The night wore on. The
vintage train rattled over the tracks. The noise and motion helped keep us both
awake. Still, as the hours passed it became nearly impossible. The accumulation
of three bad nights had caught up with me. My eyelids were feeling like lead
shutters, ready to close for a long winter. I did everything I could to fight
it. I tilted my head back, and then sideways. I scratched my side though I
didn’t have an itch. The good news was that he was not doing much better. I
watched his head bobbing. I watched him fighting it, and clinging to his pouch
more protectively.
And finally I saw him
unclasp the middle button of his shirt and reach his hand deep down into it;
down along his side. His eyes gleamed at me. He gave me a little grin, and a
head-nod, letting me know that he had something, a knife or a gun perhaps? It
didn’t matter what, I realized. He had a weapon of some sort, down there in his
shirt, and whatever it was, it brought him fresh confidence, confidence enough
to sleep.
And now his eyes began
to close and his expression was sure. I watched him with one eye still open,
watching me.
And he’s probably a
light sleeper, I thought, with a hair-trigger finger that’s equally light and
fast.
It is unfair, I thought,
as my eyes, too tired and too heavy to fight it any longer, began to close.
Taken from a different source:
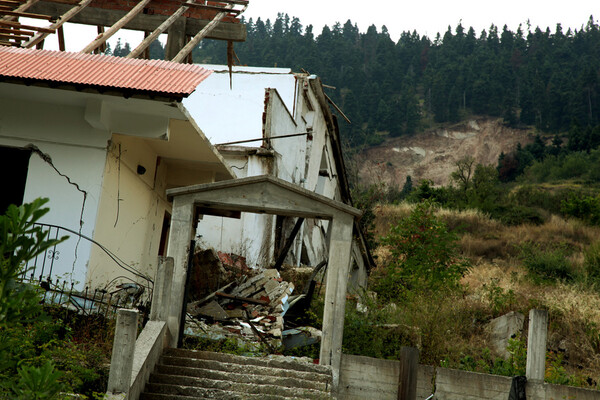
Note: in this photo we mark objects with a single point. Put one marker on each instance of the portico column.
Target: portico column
(340, 249)
(182, 232)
There is no justice. This scoundrel would have a peaceful night while I would
suffer from frequent awakenings and sleep apnea.
Then it dawned on me
that I had a similar option. The idea seemed too obvious, yet likely to work. I
unbuttoned an opening in my shirt and reached down with my hand, down along the
side of my chest to where I kept nothing. I left my hand there, warm against my
side, and I watched him, his one eye still open, watching me, but fluttering
closed.
Okay, I thought, détente. And I smiled at him; a little
smile; a warning smile, and I closed my eyes and slept.